Post Bros. attorney Ronald Patterson said in an email that he was disappointed by the board's decision. Patterson had filed the reconsideration request on Sept. 19, aiming to "reiterate and further delineate" the developers' original argument that the warehouse's industrial zoning classification was obsolete and prevented them from profitably using the building, according to its text.
The attorney separately filed a Sept. 26 appeal in Common Pleas Court seeking reversal of the zoning board's decision.

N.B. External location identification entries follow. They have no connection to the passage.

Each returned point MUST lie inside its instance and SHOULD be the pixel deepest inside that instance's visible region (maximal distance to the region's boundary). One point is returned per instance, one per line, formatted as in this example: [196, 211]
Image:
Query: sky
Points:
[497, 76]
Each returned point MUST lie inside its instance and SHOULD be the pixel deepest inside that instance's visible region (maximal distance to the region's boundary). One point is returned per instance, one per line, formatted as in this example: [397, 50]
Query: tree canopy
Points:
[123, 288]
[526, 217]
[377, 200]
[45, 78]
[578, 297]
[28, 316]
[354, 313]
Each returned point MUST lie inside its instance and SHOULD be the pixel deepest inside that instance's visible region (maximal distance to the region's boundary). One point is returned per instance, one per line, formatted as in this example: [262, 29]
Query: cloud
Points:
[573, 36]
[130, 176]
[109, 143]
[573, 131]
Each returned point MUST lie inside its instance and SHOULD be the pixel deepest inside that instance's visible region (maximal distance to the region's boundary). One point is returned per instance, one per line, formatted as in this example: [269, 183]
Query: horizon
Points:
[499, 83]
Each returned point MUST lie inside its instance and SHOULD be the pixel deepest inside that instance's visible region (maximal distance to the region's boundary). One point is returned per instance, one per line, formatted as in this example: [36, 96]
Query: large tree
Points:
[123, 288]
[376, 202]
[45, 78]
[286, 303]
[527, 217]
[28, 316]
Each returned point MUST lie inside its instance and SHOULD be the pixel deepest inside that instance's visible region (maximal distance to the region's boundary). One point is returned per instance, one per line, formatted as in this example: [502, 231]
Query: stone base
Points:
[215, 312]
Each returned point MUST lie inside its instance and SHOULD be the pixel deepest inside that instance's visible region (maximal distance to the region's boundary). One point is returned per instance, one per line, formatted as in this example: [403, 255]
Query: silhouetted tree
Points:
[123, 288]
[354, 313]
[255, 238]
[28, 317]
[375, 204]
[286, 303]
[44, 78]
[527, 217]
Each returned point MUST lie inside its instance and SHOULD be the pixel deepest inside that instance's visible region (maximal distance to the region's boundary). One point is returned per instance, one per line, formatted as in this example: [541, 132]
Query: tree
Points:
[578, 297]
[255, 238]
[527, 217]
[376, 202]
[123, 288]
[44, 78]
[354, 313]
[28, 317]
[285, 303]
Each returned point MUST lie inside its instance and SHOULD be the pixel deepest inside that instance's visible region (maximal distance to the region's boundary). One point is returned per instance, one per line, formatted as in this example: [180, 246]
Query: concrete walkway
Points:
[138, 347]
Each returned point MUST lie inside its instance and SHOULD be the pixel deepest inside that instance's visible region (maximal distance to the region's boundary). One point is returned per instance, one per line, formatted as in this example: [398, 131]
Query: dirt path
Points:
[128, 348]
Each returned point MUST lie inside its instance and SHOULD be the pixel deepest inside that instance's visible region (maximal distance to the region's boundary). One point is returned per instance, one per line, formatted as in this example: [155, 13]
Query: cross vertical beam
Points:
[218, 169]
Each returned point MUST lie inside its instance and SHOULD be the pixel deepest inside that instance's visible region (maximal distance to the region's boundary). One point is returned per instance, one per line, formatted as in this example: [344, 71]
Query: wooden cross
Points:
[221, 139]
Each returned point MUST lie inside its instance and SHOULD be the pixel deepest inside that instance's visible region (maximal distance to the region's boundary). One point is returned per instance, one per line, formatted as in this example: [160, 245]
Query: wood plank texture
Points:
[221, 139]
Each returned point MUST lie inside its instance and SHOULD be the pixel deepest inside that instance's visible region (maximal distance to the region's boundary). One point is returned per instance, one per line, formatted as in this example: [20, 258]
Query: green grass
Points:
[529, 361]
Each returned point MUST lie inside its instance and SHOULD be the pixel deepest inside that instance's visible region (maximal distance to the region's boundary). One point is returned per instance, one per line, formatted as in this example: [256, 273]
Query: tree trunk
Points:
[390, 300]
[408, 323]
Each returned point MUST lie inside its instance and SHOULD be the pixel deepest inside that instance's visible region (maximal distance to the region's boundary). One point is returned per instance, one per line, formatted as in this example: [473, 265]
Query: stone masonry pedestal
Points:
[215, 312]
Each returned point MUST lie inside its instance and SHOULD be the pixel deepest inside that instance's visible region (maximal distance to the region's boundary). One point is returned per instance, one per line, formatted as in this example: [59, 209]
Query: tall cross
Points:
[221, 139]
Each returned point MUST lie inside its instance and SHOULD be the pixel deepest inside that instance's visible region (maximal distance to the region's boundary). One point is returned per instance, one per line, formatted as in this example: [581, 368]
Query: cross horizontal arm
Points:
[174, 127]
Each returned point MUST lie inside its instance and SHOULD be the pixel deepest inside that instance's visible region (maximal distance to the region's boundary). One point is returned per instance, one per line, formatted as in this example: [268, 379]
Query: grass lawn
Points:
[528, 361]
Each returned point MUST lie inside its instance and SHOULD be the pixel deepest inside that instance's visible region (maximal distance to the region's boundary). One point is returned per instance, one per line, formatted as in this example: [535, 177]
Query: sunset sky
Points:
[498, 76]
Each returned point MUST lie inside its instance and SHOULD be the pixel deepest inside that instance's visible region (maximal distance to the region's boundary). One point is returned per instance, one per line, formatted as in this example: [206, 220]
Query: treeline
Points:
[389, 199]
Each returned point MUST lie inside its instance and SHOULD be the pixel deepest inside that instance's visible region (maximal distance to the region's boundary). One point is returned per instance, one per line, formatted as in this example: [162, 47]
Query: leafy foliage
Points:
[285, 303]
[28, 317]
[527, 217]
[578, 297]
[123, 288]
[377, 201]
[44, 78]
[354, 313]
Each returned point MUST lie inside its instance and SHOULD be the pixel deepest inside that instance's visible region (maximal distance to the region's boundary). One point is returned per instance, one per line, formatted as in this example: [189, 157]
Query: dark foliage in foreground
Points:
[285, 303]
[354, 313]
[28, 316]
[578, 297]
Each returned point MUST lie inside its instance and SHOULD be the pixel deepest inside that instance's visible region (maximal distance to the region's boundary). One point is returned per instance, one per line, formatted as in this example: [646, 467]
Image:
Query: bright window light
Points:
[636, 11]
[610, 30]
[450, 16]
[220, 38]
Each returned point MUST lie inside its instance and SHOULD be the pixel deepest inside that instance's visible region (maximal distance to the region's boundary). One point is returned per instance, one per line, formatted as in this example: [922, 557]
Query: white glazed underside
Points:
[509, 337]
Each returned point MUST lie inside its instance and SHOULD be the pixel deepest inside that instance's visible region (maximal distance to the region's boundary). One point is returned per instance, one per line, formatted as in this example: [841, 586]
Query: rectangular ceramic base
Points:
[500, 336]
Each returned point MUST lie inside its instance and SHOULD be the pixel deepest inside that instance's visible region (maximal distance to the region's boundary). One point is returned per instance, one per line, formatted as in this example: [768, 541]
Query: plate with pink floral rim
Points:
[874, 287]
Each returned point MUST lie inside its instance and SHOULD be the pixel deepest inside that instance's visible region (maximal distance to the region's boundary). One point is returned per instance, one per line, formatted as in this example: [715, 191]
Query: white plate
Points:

He declined to discuss Post Bros.' grounds for the appeal at this stage in the lawsuit.
Chrystie said the board would respond to the suit "as appropriate in its legal filings, but it is confident that its decision will be upheld."
The zoning board's move is the latest twist in Post Bros.' efforts to tap some of the energy of Northern Liberties by putting 350 new apartments in the long-empty 10-story warehouse built for Strawbridge & Clothier.
The company went before the board last month with the support of the Planning Commission, which characterized the proposal as consistent with the department's goals of transitioning obsolete industrial land to other uses, encouraging new development, and increasing neighborhood activity, according to a transcript of the hearing.
Post Bros. also secured the support of community organizations from the site's largely black and Hispanic neighborhood after pledging in a so-called benefits agreement to employ members of minority groups for half of the project's construction jobs, among other perks for the area, according to the transcript.
Bruce Crawley, a founder of the Richard Allen Homes New Generation community organization, one of the groups signing off on the agreement, said zoning board panelists with ties to organized labor appeared to object to the deal, which would mean fewer jobs for members of the city's largely white construction unions.
"If all of those jobs are not going to be done by people who are members of trades, which are now deprived of people of color, then I guess that might have been another reason it was turned down," Crawley said of last month's request to the zoning board.
Then-board member Anthony Gallagher, business manager for Steamfitters Local 420, objected to the discussion of "job creation for minority participation" during the hearing, which he said should be devoted to whether the property owner could profitably use it in accordance with the site's industrial zoning, according to the transcript.
Gallagher has since been replaced on the board by James Snell, Steamfitters Local 420 business agent, after stepping down from his post Oct. 6 — ahead of Wednesday's reconsideration vote — "because of time constraints," Chrystie said.
A message left for Gallagher at his union's office Thursday morning was not immediately returned.
Post Bros. also feuded with labor leaders over its use of nonunion workers for the construction of its Goldtex building project near 12th and Vine Streets.